UK wage growth data was released on Tuesday at 7.8% (excluding bonuses), meaning wages are growing at a faster rate than inflation for the first time since 2021. Chancellor, Jeremy Hunt, was very proud of this stating “It’s good to see inflation falling and real wages growing, so people have more money in their pockets”. However, future expectations for wage growth could see a slowdown as UK companies are becoming more reluctant to hire new staff; there was a slowdown in job vacancies to 43,000 in September hinting at a declining jobs market.

US Retail sales for the month of September was up 0.7% (month-on-month), smashing the market expectation of 0.3% as US households stepped up the purchases of motor vehicles and spent more at restaurants and bars. Any talks of a potential US recession is certainly over for now as the economy continues to show its strength. Despite the strong data, investors are more confident the US Fed will avoid another interest rate hike in their November meeting. The question remains, is the economy getting used to interest rates being “higher for longer”?

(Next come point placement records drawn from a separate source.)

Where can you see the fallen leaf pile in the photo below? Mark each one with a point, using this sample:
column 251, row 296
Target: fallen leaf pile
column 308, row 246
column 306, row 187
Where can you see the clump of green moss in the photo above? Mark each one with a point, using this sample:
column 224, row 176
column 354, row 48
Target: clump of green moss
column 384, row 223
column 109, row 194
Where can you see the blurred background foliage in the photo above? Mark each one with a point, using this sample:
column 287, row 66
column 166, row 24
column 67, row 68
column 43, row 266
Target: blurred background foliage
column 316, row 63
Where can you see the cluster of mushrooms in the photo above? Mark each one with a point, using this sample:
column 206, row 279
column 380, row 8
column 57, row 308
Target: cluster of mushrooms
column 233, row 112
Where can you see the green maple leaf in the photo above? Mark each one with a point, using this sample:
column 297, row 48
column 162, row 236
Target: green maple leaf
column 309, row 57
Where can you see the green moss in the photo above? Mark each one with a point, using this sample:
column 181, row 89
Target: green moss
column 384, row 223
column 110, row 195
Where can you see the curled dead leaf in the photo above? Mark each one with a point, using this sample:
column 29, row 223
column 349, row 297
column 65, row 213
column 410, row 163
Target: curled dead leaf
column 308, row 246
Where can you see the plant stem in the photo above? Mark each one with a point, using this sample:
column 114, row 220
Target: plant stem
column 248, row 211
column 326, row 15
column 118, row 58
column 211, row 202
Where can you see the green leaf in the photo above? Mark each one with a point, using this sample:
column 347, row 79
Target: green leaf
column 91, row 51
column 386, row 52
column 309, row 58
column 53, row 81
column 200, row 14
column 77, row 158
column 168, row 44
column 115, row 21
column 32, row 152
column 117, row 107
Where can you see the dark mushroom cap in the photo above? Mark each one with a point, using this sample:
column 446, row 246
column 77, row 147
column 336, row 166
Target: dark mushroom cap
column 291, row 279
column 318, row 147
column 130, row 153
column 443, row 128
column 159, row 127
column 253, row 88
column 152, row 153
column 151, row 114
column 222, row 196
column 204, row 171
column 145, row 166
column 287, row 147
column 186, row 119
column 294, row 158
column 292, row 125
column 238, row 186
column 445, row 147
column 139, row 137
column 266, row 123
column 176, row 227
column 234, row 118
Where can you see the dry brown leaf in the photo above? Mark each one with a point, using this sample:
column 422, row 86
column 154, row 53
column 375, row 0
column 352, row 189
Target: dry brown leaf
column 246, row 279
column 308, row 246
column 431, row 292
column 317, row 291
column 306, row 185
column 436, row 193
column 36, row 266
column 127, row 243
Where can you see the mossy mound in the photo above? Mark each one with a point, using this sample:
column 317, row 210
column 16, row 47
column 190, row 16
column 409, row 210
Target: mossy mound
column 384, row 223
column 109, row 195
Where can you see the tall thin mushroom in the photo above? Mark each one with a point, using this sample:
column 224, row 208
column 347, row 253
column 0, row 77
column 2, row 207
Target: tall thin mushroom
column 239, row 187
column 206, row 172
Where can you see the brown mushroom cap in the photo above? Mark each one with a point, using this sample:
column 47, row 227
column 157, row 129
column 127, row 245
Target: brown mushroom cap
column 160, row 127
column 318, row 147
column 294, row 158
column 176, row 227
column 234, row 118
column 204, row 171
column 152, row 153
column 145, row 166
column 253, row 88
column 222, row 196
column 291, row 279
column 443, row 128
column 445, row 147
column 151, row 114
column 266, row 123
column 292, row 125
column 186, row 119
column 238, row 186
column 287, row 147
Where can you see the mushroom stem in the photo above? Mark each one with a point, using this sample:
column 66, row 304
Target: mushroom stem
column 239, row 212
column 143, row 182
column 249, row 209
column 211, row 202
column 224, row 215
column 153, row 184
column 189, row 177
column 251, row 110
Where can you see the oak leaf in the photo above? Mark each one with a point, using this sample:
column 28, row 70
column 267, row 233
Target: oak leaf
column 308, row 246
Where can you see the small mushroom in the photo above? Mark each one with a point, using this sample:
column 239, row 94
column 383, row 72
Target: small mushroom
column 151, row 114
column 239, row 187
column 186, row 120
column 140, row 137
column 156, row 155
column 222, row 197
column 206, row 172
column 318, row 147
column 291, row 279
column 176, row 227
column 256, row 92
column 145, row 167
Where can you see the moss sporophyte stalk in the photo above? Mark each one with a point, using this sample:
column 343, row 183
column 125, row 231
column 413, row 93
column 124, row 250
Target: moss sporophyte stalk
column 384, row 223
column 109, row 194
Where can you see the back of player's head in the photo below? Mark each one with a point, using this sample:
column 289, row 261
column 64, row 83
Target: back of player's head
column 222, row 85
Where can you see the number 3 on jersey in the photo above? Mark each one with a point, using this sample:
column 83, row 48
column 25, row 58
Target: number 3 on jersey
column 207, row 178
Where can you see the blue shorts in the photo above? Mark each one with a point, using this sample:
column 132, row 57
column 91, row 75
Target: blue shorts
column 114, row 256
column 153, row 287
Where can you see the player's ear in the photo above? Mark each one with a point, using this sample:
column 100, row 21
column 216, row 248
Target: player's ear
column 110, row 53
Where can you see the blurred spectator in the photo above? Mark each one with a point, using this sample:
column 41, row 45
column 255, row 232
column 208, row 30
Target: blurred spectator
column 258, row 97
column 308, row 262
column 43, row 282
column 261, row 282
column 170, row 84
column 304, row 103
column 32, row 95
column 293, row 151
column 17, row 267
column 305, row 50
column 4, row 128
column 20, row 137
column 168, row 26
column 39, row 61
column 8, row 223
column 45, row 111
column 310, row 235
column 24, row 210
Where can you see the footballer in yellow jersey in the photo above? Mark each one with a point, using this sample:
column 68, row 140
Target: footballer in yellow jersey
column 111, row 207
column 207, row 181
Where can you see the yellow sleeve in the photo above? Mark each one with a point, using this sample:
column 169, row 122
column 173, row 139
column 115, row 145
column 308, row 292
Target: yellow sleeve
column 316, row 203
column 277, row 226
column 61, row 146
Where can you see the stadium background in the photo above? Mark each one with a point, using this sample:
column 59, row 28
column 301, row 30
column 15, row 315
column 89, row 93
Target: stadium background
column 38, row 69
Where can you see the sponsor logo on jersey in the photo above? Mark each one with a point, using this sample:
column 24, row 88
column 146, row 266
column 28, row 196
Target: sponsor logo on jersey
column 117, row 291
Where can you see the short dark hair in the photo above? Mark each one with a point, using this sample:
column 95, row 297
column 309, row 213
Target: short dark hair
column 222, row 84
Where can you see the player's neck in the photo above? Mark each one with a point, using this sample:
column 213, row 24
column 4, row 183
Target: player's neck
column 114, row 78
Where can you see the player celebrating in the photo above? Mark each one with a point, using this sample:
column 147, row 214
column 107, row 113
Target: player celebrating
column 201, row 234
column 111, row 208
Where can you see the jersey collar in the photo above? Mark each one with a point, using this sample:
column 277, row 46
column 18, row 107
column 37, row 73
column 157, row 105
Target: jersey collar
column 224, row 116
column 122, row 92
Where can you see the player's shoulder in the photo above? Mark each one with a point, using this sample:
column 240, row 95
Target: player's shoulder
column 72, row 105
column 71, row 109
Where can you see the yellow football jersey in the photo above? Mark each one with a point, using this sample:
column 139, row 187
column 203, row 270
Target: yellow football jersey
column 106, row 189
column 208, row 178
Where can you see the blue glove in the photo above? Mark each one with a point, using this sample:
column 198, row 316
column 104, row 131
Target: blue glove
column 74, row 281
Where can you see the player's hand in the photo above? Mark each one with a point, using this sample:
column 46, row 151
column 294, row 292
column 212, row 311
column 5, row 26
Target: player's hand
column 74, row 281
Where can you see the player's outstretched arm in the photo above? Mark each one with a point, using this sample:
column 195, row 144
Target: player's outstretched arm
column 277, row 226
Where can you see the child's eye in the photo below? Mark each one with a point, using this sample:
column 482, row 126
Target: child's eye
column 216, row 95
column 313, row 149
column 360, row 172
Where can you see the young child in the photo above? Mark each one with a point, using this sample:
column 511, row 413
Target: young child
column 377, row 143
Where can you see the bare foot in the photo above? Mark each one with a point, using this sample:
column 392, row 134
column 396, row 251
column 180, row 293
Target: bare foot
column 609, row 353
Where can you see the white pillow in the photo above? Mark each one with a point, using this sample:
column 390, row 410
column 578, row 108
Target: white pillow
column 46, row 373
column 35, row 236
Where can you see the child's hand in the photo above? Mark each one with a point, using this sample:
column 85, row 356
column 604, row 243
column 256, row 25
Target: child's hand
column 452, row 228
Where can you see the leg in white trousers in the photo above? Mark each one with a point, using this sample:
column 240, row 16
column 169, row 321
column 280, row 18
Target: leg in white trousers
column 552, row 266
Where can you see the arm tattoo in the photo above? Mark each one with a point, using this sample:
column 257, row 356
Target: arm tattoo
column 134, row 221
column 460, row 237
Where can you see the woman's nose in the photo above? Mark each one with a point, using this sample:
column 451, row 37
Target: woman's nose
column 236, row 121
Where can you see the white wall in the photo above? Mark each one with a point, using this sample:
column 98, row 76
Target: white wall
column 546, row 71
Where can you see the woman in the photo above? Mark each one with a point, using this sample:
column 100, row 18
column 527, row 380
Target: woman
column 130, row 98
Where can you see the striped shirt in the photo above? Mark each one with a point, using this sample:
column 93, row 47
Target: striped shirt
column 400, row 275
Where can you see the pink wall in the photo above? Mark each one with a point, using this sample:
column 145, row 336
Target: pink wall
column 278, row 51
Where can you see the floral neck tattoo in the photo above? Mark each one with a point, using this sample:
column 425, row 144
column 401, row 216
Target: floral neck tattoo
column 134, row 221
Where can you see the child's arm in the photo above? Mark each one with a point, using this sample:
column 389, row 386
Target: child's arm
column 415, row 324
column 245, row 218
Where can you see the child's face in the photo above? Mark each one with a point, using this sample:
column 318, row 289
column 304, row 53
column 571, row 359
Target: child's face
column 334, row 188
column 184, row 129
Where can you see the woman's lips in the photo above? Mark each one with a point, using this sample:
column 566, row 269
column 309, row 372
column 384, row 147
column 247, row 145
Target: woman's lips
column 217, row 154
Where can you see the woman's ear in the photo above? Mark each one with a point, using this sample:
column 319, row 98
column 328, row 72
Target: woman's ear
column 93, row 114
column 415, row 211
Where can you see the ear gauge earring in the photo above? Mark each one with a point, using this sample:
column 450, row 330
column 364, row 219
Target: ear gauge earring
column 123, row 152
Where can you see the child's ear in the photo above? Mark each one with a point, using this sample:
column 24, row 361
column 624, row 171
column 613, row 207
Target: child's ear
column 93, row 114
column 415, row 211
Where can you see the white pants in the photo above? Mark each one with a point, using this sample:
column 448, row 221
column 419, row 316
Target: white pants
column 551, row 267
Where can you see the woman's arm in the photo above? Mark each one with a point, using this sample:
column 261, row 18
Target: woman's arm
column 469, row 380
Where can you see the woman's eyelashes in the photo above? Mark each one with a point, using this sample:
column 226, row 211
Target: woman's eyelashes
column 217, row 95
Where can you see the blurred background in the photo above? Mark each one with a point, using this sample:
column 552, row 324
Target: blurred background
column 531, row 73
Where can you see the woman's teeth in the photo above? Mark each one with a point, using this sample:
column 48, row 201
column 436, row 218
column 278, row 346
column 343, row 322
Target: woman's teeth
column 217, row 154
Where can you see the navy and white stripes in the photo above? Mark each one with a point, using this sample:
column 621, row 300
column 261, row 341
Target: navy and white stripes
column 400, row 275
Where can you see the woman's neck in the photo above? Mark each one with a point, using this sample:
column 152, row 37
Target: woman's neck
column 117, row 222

Sustained momentum in the US economy was also fuelled by a decline in the weekly jobless claims to 198,000. The number of Americans filing claims for unemployment benefits for the first time is now at a nine-month low showing the labour market is resilient as we head towards the end of October. This data is fantastic news for the economy, but we’ve seen that good news can be bad news for markets. The currently strong US economy helps fuel the “higher for longer” narrative, and as a result of this we have seen US bond yields continue their recent weakness. The yield on the 10-year US government bond reached new 16 year- highs, rising as high as 4.99% on Thursday. Concerns around US fiscal deficits have also led to rising bond yields. It will be interesting to see if the bond vigilantes lead to a change in fiscal approach in the US, similar to the situation 12 months ago in the UK following Liz Truss’ unfunded spending plans.  

“There are a million ways to make a million dollars in markets”, was once stated by industry expert, Jack Schwager. This statement is completely true and there are several approaches to investing, however we are consistent with our specific approach. We stress the importance of diversification within portfolios across asset class, sectors, styles and regions. This week has proved painful for investors as most asset classes have struggled, although there have been bright spots, such as gold and alternative strategies, including trend-following. Geo-political risks remain at the forefront of investor minds in the short-term. Concerns around potential oil embargos have led to increasing inflation expectations, which has hurt government bonds (which are typically a safe haven asset). Energy equities have outperformed the market and gold has been the asset of choice for safe-haven searching investors.

On a final note, for the England rugby fans, miracles can happen, although we think it unlikely we will be discussing an England win against South Africa in the semi-finals. Fingers crossed.

Nathan Amaning, Investment Analyst

Risk warning: With investing, your capital is at risk. The value of investments and the income from them can go down as well as up and you may not recover the amount of your initial investment. Certain investments carry a higher degree of risk than others and are, therefore, unsuitable for some investors.